As you know, I live on the coast in Devon, but a few miles inland from us lies wild and wonderful Dartmoor, sometimes known as ‘England’s last wilderness’. This granite moorland with it’s craggy tors, patches of remarkably soggy ground and a lack of footpaths can be a bit off-putting unless you can handle a map and compass… as well as being downright spooky!
So all the more strange then to see youngsters (and adults!) burrowing among the rocks, engrossed in a search… but for what? In these days of Facebook, Twitter and texts, how does Dartmoor still attract today’s youth.

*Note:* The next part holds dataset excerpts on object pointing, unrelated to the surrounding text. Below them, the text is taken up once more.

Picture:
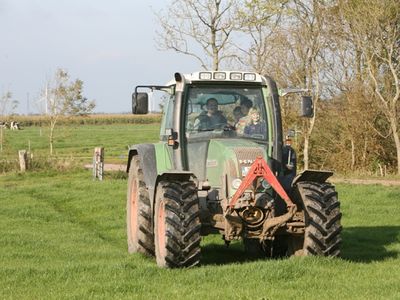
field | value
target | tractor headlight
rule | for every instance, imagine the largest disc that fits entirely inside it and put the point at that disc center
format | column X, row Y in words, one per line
column 265, row 184
column 249, row 76
column 236, row 183
column 245, row 170
column 205, row 75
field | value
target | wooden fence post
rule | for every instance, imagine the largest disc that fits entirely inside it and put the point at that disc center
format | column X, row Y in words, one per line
column 98, row 163
column 23, row 160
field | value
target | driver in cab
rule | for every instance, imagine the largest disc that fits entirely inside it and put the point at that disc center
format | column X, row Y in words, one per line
column 256, row 125
column 212, row 118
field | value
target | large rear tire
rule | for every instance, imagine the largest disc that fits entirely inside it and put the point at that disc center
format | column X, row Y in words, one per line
column 177, row 225
column 139, row 216
column 322, row 220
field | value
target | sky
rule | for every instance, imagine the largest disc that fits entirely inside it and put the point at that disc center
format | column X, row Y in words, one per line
column 109, row 45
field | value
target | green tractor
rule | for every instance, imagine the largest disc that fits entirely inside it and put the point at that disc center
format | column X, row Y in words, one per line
column 221, row 166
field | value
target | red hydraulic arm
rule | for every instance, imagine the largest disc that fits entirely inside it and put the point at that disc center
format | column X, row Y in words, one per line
column 260, row 169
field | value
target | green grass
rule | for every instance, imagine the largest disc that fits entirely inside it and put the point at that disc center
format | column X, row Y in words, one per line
column 78, row 142
column 63, row 236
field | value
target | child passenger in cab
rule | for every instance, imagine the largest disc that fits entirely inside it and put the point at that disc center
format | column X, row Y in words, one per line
column 256, row 125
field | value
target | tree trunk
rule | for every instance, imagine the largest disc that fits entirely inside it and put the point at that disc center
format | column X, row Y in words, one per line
column 396, row 138
column 305, row 151
column 353, row 155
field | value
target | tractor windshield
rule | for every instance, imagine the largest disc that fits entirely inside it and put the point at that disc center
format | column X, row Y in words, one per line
column 226, row 112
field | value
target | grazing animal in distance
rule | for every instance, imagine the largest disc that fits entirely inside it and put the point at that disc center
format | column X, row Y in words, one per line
column 14, row 125
column 4, row 124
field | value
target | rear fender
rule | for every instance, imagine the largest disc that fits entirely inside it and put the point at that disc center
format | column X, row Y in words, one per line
column 148, row 164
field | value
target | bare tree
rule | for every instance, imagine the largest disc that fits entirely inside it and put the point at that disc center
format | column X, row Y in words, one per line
column 375, row 26
column 198, row 28
column 64, row 98
column 7, row 107
column 259, row 21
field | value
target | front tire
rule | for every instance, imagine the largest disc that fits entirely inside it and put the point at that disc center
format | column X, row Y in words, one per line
column 139, row 216
column 177, row 225
column 322, row 220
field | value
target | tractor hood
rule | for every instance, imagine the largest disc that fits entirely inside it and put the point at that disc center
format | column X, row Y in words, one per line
column 220, row 159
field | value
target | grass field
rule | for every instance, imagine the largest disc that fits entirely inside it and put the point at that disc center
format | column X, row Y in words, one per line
column 62, row 235
column 77, row 142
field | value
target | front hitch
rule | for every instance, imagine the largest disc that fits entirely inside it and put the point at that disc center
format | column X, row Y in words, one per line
column 260, row 169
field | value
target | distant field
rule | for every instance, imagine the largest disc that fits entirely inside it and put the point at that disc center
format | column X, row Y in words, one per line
column 78, row 141
column 62, row 236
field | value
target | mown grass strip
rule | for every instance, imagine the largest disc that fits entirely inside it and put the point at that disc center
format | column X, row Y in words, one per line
column 63, row 236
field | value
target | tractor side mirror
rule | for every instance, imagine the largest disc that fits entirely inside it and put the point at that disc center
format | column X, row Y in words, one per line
column 140, row 103
column 307, row 107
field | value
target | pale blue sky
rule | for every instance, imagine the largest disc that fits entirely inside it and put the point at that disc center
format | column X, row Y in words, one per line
column 110, row 45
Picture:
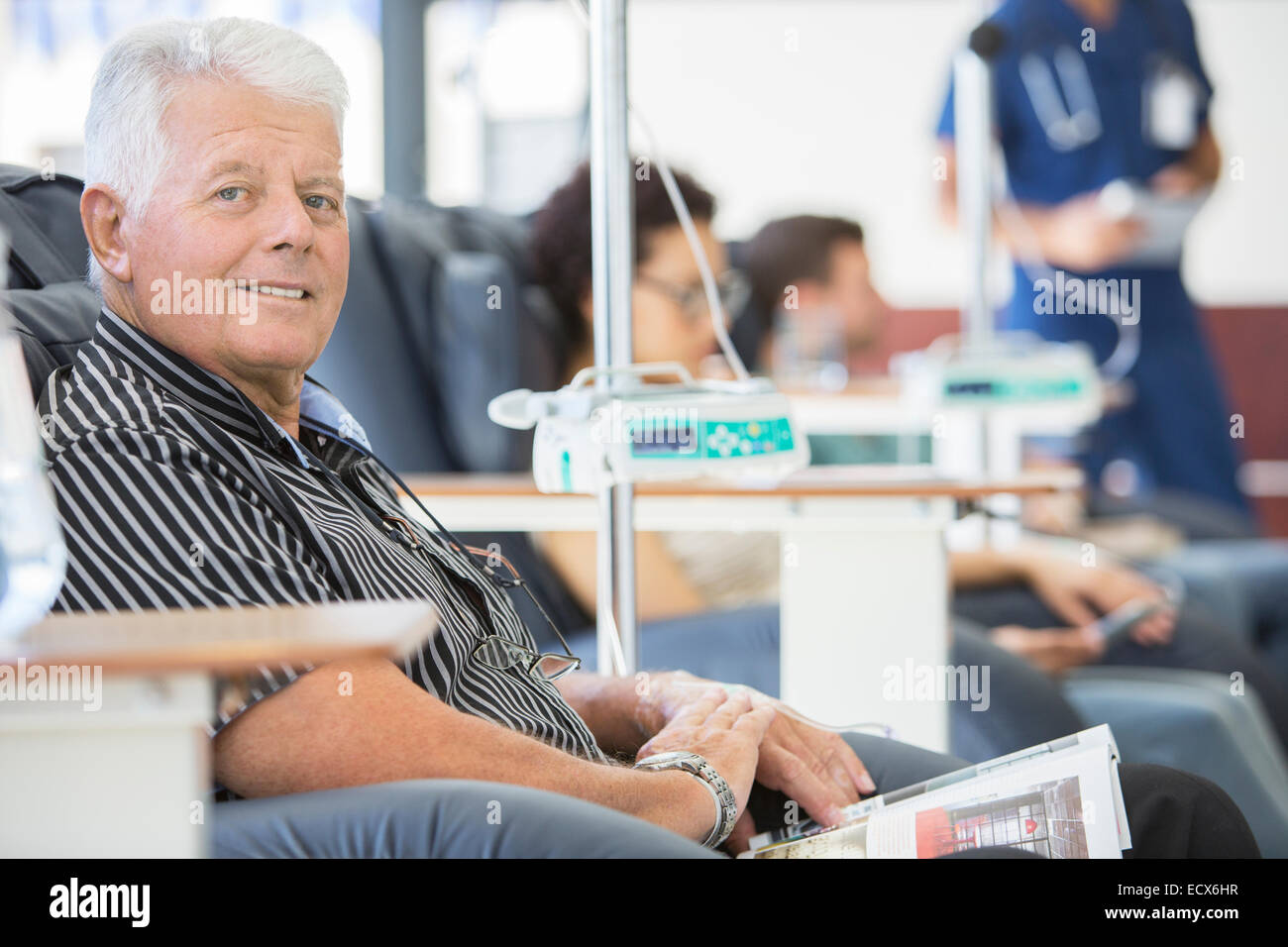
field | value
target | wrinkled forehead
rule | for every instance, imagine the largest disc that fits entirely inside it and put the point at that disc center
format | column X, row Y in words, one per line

Guest blogger, Sue Viccars, editor of the Dartmoor Magazine and a professional outdoor writer (how’s that for interesting job descriptions?!) explains all…
“People have been using Dartmoor as a place of leisure since the early 19th-century Romantic Movement. This was when parts of the country such as the Lake District and Exmoor – previously thought inhospitable – suddenly became popular through the work of writers such as Wordsworth and Coleridge.
“On Dartmoor, local guides opened up the moor to visitors, in particular James Perrott of Chagford, who in 1854 came up with a novel ‘tourist attraction’ by building a cairn at Cranmere Pool, a peaty moorland hollow far from civilisation. The idea was for anyone who made it out to this remote part of the North Moor to leave their card at the spot for the interest of later visitors.
“Little did he realise what he had started! After 1907, visitors began leaving stamped addressed postcards in the box, recording the date of their visit, which were subsequently collected and put in the post by the next person to make it out there. This practice continued right up to the 1970s when it was replaced by a stamp system, And so, modern Letterboxing was born – the practice of following clues to find concealed ‘letterboxes’ all over the moor and collecting the stamps contained inside.
“The idea of Letterboxing has since spread to other parts of the world, and the number of letterboxes on Dartmoor has ballooned so that the number out at any one time has to be controlled. Biannual Letterbox Meets, at which clues for new letterbox routes are sold in aid of charity, attract hundreds, it not thousands, of people keen to get out and explore.
“In this way, thousands of people have been introduced to the delights of the moor through Letterboxing. It’s also a great way of persuading children to leave behind their computer screens and go on a moorland ‘treasure hunt’!”